During my sessions with my counselor and Bible study I discovered just how guilty I was of doing these things and how it could affect the people I was saying it to, especially Joe.  What was my constant fault naming doing to Joe's self esteem? To his feelings towards me? And even more importantly what about my daughters, what was I doing to them? I looked inside and realized that not only was my picking out people's faults a reflection on my own self doubt, but damaging to others. I was reading one of my Bible study's by Joyce Meyer and she states;
I wonder how weary we would be if at the end of each day if God mentioned every tiny thing we did wrong.  He does deal with us, but I am quite sure He also overlooks a lot of things" (Meyer, 2012 p 432).
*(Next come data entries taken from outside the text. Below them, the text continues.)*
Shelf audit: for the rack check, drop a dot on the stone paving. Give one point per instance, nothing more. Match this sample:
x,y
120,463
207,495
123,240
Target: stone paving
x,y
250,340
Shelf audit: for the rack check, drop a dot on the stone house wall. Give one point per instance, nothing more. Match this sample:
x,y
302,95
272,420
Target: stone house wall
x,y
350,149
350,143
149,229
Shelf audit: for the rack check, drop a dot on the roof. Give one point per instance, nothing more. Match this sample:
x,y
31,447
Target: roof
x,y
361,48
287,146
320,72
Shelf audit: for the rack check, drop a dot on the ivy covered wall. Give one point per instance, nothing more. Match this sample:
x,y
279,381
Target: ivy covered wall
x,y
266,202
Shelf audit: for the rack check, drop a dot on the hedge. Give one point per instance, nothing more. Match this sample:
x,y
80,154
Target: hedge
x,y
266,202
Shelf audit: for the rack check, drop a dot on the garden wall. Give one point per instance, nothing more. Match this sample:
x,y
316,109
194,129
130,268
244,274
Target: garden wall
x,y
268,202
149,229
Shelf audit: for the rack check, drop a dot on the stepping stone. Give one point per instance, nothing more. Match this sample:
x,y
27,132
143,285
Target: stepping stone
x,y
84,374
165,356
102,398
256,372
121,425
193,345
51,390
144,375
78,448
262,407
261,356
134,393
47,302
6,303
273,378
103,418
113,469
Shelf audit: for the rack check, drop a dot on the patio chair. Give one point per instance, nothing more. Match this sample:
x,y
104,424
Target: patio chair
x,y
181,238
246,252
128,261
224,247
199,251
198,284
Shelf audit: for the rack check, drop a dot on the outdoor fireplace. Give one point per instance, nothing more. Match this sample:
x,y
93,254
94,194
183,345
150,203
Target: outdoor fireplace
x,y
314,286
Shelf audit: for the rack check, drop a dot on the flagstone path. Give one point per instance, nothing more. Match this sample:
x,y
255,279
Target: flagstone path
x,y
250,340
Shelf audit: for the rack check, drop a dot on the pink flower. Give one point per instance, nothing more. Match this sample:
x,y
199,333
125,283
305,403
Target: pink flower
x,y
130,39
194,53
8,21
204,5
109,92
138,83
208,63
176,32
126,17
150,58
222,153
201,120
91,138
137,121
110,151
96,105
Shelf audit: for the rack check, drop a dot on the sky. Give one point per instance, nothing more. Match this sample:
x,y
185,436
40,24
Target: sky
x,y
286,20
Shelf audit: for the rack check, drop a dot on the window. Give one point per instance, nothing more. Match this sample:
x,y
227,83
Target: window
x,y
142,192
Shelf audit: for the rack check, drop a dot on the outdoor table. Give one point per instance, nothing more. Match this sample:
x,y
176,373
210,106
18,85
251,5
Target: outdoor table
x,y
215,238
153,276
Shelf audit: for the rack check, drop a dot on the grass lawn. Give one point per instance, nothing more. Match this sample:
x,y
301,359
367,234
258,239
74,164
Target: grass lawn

I have spend time learning better communication with Joe and my daughters "...I was quick to tell everyone about his or her faults, but I have learned that is not pleasing to God.  Just as we want others to give us mercy, we must give it to them" (Meyer, 2012 p 432).  I have learned to let some things go, if there is something bothering me I stop to ask myself how helpful it would be to bring it up.  If I decide it isn't that important I let it go.  Sometimes, when I am really upset I write all of the awful things running through my mind down in my journal and I honestly feel better.  I have said the age old saying before "sticks and stones may break my bones but words will never hurt me" that couldn't be the furthest from the truth.  Words do indeed hurt.  My high school boyfriend told me "your life is going no where and you will never amount to anything" as one of the reasons he was breaking up with me.  We need to be kind to one another.  God didn't create us to be all alike, we need to embrace each others differences and learn from each other.


Are you having trouble giving mercy to someone else?  Tell me your story.